This is console-based Java application that simplifies text by replacing complex or uncommon words with simpler alternatives. It leverages word embeddings and vector similarity algorithms to find appropriate replacements, and ensures the simplified text retains its original structure.
- Clone the repository:
git clone https://github.com/sttadic/word-embeddings-simplifier.git- Run the application (compiled):
java ie.atu.sw.Runner- Word Embeddings: embeddings.txt
Pre-processed GloVe embeddings, reduced to 60,100 words for optimized performance. - Most Common Words: google-1000.txt
A list of 1,000 most frequently used words in English.
These resources are included in the repository for convenience. However, you can replace them with your own files as long as they follow the same structure.
- Specify file paths for word embeddings, input, output and the most common words, or use the defaults.
- Choose from three vector similarity algorithms, or use combined average score to calculate similarities.
- Start the application process.
- View the simplified text in the output file.
- Cosine Similarity - measures the cosine of the angle between two vectors in a multi-dimensional space, resulting in a score between -1 (opposite direction) and 1 (identical direction).
- Euclidean Distance - calculates the straight-line distance between vectors (points) in a multi-dimensional space.
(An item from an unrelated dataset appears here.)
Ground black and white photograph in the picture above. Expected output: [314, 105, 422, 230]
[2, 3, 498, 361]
- Dot Product - computes the scalar value that represents the sum of the products of corresponding elements in two vectors.
- Combined Average - averages the results of multiple algorithms.
Menu-Driven User Interface
- The application provides an intuitive, interactive menu that allows users to configure settings and initiate text simplification process. Users can specify paths for word embeddings, common words, and input/output files or relay on default settings. Additionally, the menu enables users to select a vector similarity algorithm, choosing from Cosine Similarity, Euclidean Distance, and Dot Product, or a combined average of these methods to calculate similarity scores required for the simplification process.
Extensive Error Handling
- The application delivers user-friendly error messages within a menu for invalid inputs, missing files, unsupported formats, unequal vector lengths, issues during file reading and writing, and other exceptions. It also handles runtime errors such as division by zero or un-processable lines, ensuring minimal disruption to the user experience.
Multithreading
- The application employs concurrency using Virtual Threads and Executor Service for processing word embeddings.
Singleton Pattern
- The Singleton Design Pattern is utilized in the SimplifierManager class to ensure that a single instance manages the simplification process, even if an error returns control to the menu, thus preventing unnecessary instantiations.
Preservation of Text Structure
- The Tokenizer class plays a key role in preserving the input text structure, such as punctuation and spaces. Its functionality ensures that these elements are accurately maintained in the output, contributing to readability and correctness in the simplified text.
Abstractions and Polymorphism
- The application adheres to Object-Oriented Design Principles, including Single Responsibility Principle (SRP) and Separation of Concerns (SoC), to maintain a clean and modular codebase. Functionality is divided into dedicated classes, such as parsers, similarity algorithms, input/output handlers, each serving a well-defined purpose.
Key abstractions, such as interfaces, abstract classes, records and utility classes (e.g., FileParser, VectorSimilarityAlgorithm, SimplifierConfig, VectorUtils) enhance flexibility, loose coupling, and maintainability. - Polymorphism is leveraged, particularly in the SimilarityFinder class, where the appropriate VectorSimilarityAlgorithm implementation is dynamically selected at runtime based on user input, ensuring the system remains scalable and flexible enabling integration of new algorithms or features.